We’ve put together this comprehensive guide to help you do just that: Work through the process, step-by-step, mine and aggregate data, determine the best way to layout your map and present information, and more to create an experience map that stands on its own and informs your strategy across channels and touchpoints in an omni-channel world. Use the links below to jump to a specific section, or read from start to finish for a complete primer on the customer experience mapping process:
- Customer Experience Mapping vs. Customer Journey Mapping
- Customer Experience Maps: Addressing the Omni-Channel Experience
- Goals of Customer Experience Mapping
- Customer Experience Map Prerequisites
- Mapping the Experience
- CX Mapping Tools and Templates
- What Makes a Good Customer Experience Map?
- Additional Resources and Tutorials
You might think a customer experience map is the same thing as a customer journey map. They’re similar, but not exactly the same. A customer journey map outlines the touch points consumers experience from first exposure to sale and even post-sale interactions with a company. A customer experience map takes it one step further, examining the complete picture of the customer experience with a brand, analyzing behavior and interactions across touchpoints and channels.
Rather than a linear path from point A to point B, a customer experience map provides an understanding of the process that every type of target customer goes through when interacting with your brand, visually organizing every possible interaction a consumer could have with a brand throughout the entire buying journey. Jim Kalbach, author of Mapping Experiences explains, “Experience maps look at a broader context of human behavior. They show how the organization fits into a person’s life.”
A customer journey map is best suited when you’re focused on a specific path – such as the buying journey for one specific type of target consumer for one specific product, service, or product/service line. An experience map, on the other hand, is the better choice if you’re aware that customers aren’t having the best experience they could be, but you’re not sure where the problem lies. Heart of the Customer offers two useful examples that can aid in understanding the ideal use cases for each of these customer strategy planning tools:
- A customer journey map was selected as the best tool for helping a hospital understand its radiology experience, from scheduling to receiving advanced imaging. In this case, a customer journey map was able to offer valuable insights to the organization about the specific touchpoints at which customers were becoming frustrated – and where the organization could focus its efforts to create a better patient experience and generate loyalty. While a journey map was the best tool for this specific purpose, it offered no value to the hospital’s departments outside of radiology.
- A customer experience map was used for a non-profit organization experiencing member disengagement at some point throughout their multi-year experience, but the organization was unsure where the disengagement was occurring or what events and interactions were catalyzing the shift. In this case, an experience map provided actionable results, revealing key insights that informed changes to the overall member experience, to restructuring its membership approach, and onward. After implementing changes on this level, the organization is able to then hone in on specific member (customer) journeys to improve individual experiences.

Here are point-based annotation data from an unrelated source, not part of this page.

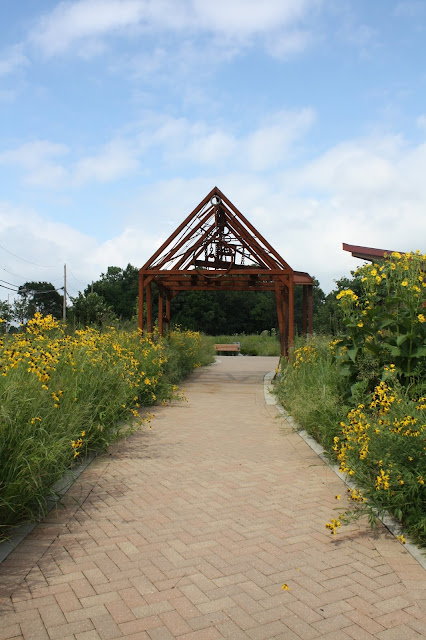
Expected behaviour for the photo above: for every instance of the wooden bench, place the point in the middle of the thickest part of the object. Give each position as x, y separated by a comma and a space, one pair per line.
227, 348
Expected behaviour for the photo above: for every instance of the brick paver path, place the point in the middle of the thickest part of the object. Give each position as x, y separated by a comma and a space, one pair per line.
190, 529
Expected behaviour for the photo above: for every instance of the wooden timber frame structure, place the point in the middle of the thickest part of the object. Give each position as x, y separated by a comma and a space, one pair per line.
217, 249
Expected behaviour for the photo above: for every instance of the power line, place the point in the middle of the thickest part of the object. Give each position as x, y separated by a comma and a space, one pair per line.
29, 261
12, 284
3, 286
80, 281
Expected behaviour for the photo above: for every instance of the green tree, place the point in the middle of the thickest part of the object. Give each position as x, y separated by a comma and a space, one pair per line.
119, 289
41, 297
90, 309
6, 316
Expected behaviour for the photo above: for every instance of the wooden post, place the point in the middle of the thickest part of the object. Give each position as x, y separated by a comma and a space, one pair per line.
140, 314
149, 308
169, 295
160, 310
280, 314
305, 310
290, 310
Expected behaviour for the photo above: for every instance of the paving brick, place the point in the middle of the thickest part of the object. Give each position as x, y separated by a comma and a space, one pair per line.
190, 530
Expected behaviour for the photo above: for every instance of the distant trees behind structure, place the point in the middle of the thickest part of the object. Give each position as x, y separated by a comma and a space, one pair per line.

It’s easy to see how the two can be confused, but the best way to think about a customer experience map is that it’s a more all-encompassing visualization of the big picture, while journey maps are more focused, mapping the interactions a specific buyer persona has from first interaction to post-sale loyalty, or, in the most undesirable scenarios, customer attrition.
One key difference between experience maps and journey maps is that a customer experience maps the omni-channel experience. A customer journey map is more linear, mapping the specific touchpoints at which a consumer interacts with a brand on the path to purchase. Customer experience maps acknowledge the multitude of channels that customers interact with a brand throughout the buying journey in a more cohesive and comprehensive way. Here’s an example of a customer experience map from Adaptive Path:
Image via Adaptive Path
This is particularly important, as it’s increasingly common for consumers to navigate across channels to make buying decisions and purchases. In response, brands must embrace omni-channel marketing – adopting a holistic view with the customer at the center, based on the understanding that today’s consumers are navigating between a variety of touchpoints to make purchases. Even multi-channel marketing falls short by treating individual marketing channels as stand-alone entities with their own strategies, which often results in a disjointed and distinctly different experience from channel to channel. The goal, and a goal that can be achieved with customer experience mapping, is to foster a consistent, positive experience across every channel and at every possible touchpoint throughout the buyer’s journey.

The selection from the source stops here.